The important lines are the following ones, where the functions __builtin_popcountll
and xor
are called $$$2^{30}$$$ times.
ULL res = 0;
for (int i = 0; i < (1<<N); i++) for (int j = 0; j < (1<<N); j++) {
res += __builtin_popcountll(c[i]^d[j]);
}
Executing the above program in Codeforces custom invocation yields these execution times:
Compiler Execution Time
GNU GCC C11 5.1.0 4040 ms
GNU G++11 5.1.0 4102 ms
GNU G++14 6.4.0 1123 ms
GNU G++17 7.3.0 1107 ms
GNU G++17 9.2.0 (64bit, msys 2) 374 ms
Notice that the 64bit-native compiler produces a much faster executable (and notice also that among the other compilers there is quite a difference).
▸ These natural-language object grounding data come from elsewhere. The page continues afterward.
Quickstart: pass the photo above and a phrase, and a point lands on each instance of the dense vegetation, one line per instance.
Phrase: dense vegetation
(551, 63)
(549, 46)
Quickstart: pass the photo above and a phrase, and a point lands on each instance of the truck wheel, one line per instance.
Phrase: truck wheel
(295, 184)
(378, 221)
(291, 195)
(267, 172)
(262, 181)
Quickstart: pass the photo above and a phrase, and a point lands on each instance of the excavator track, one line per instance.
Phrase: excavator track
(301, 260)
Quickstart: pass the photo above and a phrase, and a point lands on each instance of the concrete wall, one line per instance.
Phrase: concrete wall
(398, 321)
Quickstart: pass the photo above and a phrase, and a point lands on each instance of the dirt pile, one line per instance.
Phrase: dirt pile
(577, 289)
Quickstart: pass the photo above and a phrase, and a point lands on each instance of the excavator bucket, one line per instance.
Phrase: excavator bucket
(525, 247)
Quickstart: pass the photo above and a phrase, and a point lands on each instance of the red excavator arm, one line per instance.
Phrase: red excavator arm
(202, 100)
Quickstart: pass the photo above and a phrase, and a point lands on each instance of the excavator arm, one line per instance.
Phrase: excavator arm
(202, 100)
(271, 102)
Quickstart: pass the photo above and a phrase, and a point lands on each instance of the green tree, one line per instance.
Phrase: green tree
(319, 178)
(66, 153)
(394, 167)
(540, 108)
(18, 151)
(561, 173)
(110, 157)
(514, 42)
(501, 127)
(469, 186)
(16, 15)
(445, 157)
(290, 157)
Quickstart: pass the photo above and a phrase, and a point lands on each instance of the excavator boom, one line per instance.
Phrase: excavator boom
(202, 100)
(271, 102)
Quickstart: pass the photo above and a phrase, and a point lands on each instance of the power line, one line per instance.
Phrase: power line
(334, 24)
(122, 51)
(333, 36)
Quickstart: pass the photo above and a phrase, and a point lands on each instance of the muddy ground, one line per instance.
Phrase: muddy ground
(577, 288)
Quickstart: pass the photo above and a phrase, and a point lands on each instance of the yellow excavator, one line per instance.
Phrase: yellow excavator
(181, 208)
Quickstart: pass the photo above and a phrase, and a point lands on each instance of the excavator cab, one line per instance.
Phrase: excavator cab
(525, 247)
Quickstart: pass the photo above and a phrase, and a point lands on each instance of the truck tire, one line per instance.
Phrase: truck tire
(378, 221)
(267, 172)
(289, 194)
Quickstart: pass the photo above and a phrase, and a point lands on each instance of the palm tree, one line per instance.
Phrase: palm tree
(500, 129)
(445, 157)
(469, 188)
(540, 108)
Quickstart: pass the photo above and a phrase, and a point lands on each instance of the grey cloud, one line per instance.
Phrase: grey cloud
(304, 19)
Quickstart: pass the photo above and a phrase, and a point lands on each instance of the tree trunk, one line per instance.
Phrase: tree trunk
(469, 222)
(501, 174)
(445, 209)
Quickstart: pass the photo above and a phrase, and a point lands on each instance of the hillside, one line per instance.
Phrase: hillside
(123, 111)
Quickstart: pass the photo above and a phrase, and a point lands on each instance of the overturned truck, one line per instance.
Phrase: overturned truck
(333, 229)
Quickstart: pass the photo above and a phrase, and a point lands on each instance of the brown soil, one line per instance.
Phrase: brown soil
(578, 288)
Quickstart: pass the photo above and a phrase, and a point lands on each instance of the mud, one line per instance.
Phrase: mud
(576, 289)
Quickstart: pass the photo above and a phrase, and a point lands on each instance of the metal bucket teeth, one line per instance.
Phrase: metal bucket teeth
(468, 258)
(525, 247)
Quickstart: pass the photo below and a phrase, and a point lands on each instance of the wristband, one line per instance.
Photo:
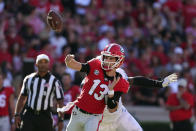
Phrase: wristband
(61, 119)
(111, 92)
(16, 114)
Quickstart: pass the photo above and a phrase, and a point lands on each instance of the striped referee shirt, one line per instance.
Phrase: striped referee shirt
(41, 91)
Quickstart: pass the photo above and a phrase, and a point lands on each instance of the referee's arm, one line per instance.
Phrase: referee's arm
(21, 102)
(59, 95)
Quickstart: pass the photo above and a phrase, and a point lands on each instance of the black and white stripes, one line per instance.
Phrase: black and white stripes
(41, 91)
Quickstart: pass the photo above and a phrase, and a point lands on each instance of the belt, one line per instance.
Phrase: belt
(85, 112)
(35, 112)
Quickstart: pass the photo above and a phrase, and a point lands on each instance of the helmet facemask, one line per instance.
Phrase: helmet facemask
(110, 65)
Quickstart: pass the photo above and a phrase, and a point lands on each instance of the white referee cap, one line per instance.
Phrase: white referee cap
(41, 57)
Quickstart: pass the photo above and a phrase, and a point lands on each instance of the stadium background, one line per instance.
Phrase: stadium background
(159, 37)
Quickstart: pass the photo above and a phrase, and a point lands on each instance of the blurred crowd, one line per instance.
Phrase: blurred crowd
(159, 38)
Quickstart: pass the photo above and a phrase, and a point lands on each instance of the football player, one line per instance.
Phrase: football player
(101, 79)
(121, 119)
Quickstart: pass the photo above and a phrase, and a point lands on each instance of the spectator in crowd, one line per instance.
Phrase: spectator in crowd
(180, 106)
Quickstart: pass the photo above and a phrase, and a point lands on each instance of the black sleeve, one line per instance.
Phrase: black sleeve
(144, 82)
(85, 68)
(112, 102)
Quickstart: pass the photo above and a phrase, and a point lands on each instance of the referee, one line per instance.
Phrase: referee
(38, 91)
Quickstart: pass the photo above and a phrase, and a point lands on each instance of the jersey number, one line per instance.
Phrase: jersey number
(101, 94)
(2, 101)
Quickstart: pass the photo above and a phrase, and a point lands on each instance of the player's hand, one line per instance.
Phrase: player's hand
(60, 126)
(113, 83)
(17, 120)
(169, 79)
(69, 58)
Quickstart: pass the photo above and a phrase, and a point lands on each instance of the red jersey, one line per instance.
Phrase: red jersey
(95, 88)
(71, 95)
(180, 114)
(5, 94)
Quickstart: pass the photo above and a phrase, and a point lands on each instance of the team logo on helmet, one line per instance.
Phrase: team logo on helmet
(122, 50)
(96, 72)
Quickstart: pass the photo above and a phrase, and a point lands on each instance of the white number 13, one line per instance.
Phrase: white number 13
(102, 93)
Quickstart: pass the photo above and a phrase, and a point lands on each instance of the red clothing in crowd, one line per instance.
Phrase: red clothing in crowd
(189, 12)
(180, 114)
(5, 94)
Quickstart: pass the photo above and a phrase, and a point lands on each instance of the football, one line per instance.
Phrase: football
(54, 20)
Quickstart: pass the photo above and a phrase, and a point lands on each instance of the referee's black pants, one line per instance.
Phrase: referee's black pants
(184, 125)
(36, 121)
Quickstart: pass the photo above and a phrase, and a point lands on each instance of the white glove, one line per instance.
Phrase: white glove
(66, 108)
(169, 79)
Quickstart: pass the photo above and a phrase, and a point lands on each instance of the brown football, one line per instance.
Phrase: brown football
(54, 20)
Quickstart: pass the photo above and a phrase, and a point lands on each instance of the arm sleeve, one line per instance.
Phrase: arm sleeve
(58, 90)
(144, 82)
(85, 68)
(112, 102)
(24, 90)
Hence, next time you have to optimize a solution with a lot of bit-operations on 64bit integers (and, in fact, this situation is not so uncommon), consider using the compiler GNU G++17 9.2.0 (64bit, msys 2).
It might be that the differences among the execution times are due to the way I have written the program (maybe the wrong PRAGMAS? Maybe preventing some compilers from optimizing because of a certain idiom? Maybe something else?), if this is the case, please enlighten me!